Solomon Kotei (second left), Diana Bosuh (right) with some senior staff of Times heading for a closed-door meeting before addressing the entire workforce

STAFF OF New Times Corporation, publishers of Ghanaian Times newspaper, yesterday embarked on a nationwide protest over what they termed ‘poor working conditions and low remunerations.’

This culminated in the managing director of New Times Corporation – a state-owned publishing company – Carol Annang, being denied entry into the premises of the company in the early hours of the day.

The agitating workers, clad in red cloths, took the MD by surprise as they drove her away and told her never to return there again.

According to some of the workers who spoke to DAILY GUIDE on condition of anonymity, the MD had for the past nine months refused to heed their call for a 20 percent increment of their salaries.

They also reported that the company, under Madam Annang, had for no concrete reason, seized the payment of workers’ provident funds, leave allowances, healthcare benefits, among others.

“We can’t live on our salaries for a week, poor condition of service,” Chairperson for Professional and Managerial Staff Union of the Industrial and Commercial Workers’ Union (ICU), Diana Bosuh, said in an interview with DAILY GUIDE on the sidelines of the protest at the head office of Times Corporation in Accra.

It took the intervention of the President of the Ghana Journalists’ Association (GJA), Affail Monney and General Secretary of ICU, Solomon Kotei, to calm down the nerves of the workers before the got back to work.

 

ICU Backs Workers

Mr. Kotei was of the opinion that the protest could have been avoided if the MD had chosen to listen to the concerns of the staff.
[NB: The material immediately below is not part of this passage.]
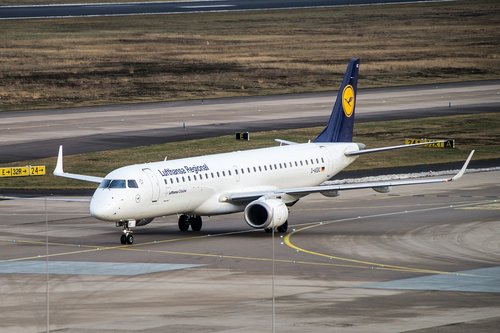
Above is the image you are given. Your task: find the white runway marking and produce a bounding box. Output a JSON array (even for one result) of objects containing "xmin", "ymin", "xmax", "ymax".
[
  {"xmin": 0, "ymin": 260, "xmax": 203, "ymax": 275},
  {"xmin": 363, "ymin": 266, "xmax": 500, "ymax": 293}
]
“We will not sit down and allow one person to come and see the demise of this great institution; what we see as the mismanagement is for us to have a big company like Times and we have only two products. Besides the Times and Spectator, nothing is left for us again. Other businesses that we get even through government agencies have also died down,” Mr. Kotei lamented, adding that to worsen the situation, the MD had decided to give the Graphic Communications Group Limited (GCGL) the contract to print Ghanaian Times daily at a whopping cost of about GH¢17,000.

That, he said, was unthinkable, considering the fact that GCGL is a rival of Times Corporation; and also looking at the low patronage of Ghanaian Times in recent years, that amount is too huge to be given out to another company when Times could find ways of doing its own printing in order to minimize cost.
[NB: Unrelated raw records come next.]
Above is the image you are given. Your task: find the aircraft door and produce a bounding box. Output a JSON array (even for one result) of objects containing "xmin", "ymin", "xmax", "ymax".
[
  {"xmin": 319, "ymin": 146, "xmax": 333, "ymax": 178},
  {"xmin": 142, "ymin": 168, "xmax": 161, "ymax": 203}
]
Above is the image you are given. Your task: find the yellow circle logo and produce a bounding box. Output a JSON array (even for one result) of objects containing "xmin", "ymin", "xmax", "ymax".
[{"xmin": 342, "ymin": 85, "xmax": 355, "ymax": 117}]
According to Mr. Kotei, salaries of workers had been in arrears for several years and that their basic pay is among the lowest in the country.

In the midst of that, management is paying its members a total of eleven different allowances and buying themselves vehicles, Mr. Kotei said.
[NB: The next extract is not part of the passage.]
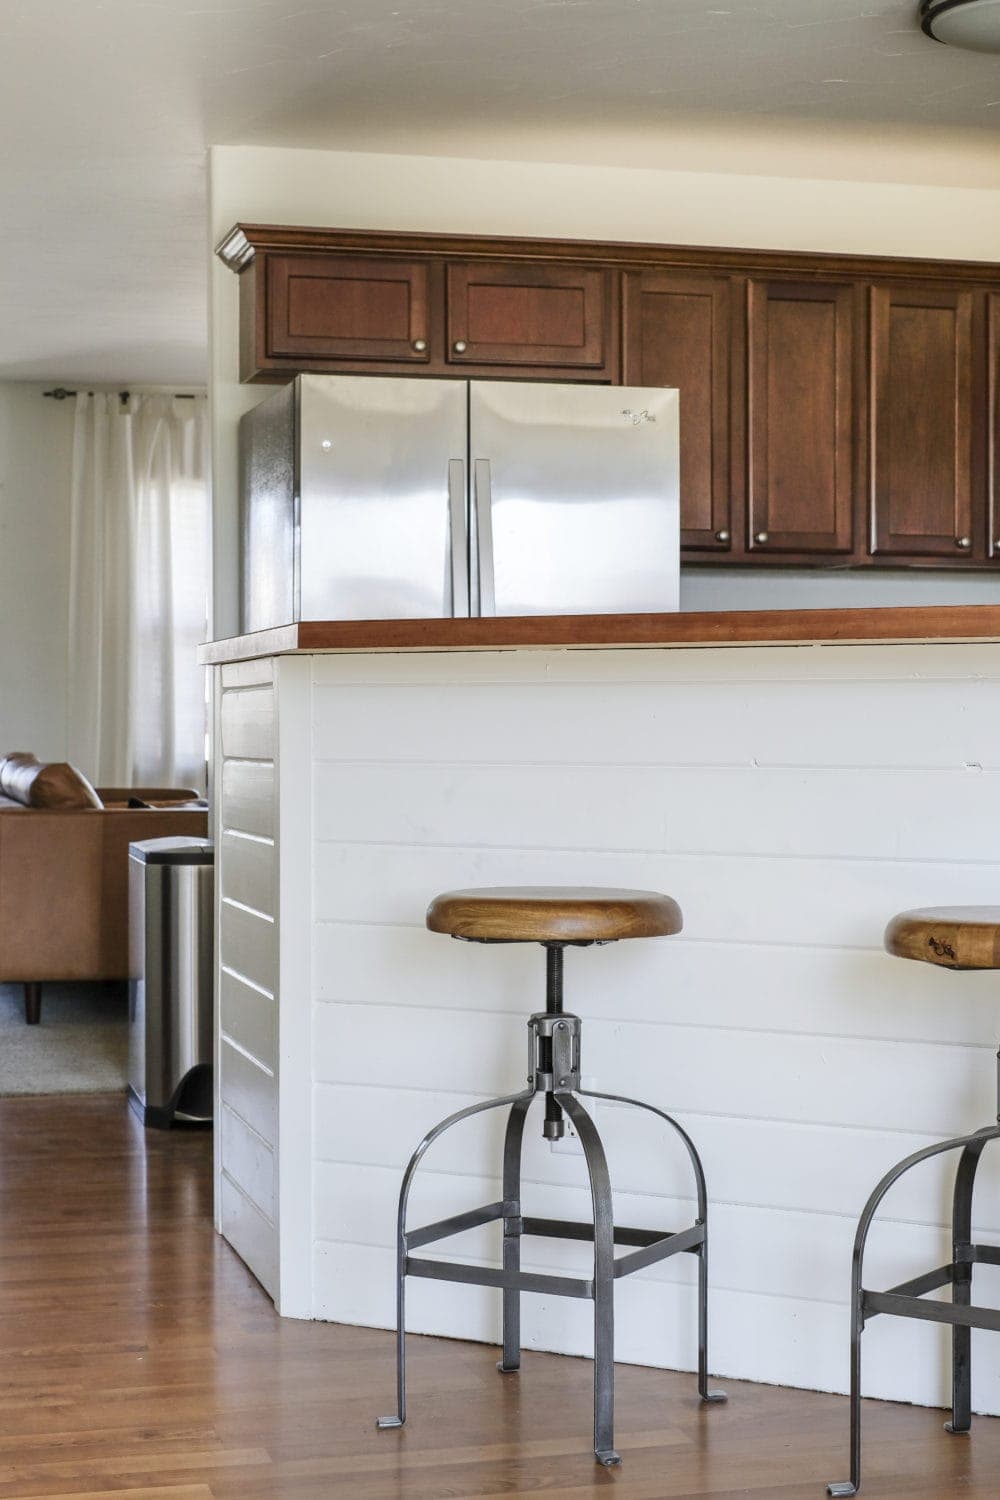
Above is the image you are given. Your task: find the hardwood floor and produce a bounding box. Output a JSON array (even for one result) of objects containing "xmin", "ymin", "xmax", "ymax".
[{"xmin": 1, "ymin": 1094, "xmax": 998, "ymax": 1498}]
“We are here this morning to encourage all of us that it is not because of these people Times will die off; we shall resume work and we shall ensure that she (MD) will not step her foot back into this company,” Mr. Kotei said, amid applause and chants from the workers.

He alleged that the MD had assumed the roles of procurement manager, chief accountant, general administrator, among others.

DAILY GUIDE could not readily reach the embattled MD for her side of the story as she was not available at the time of filing this report.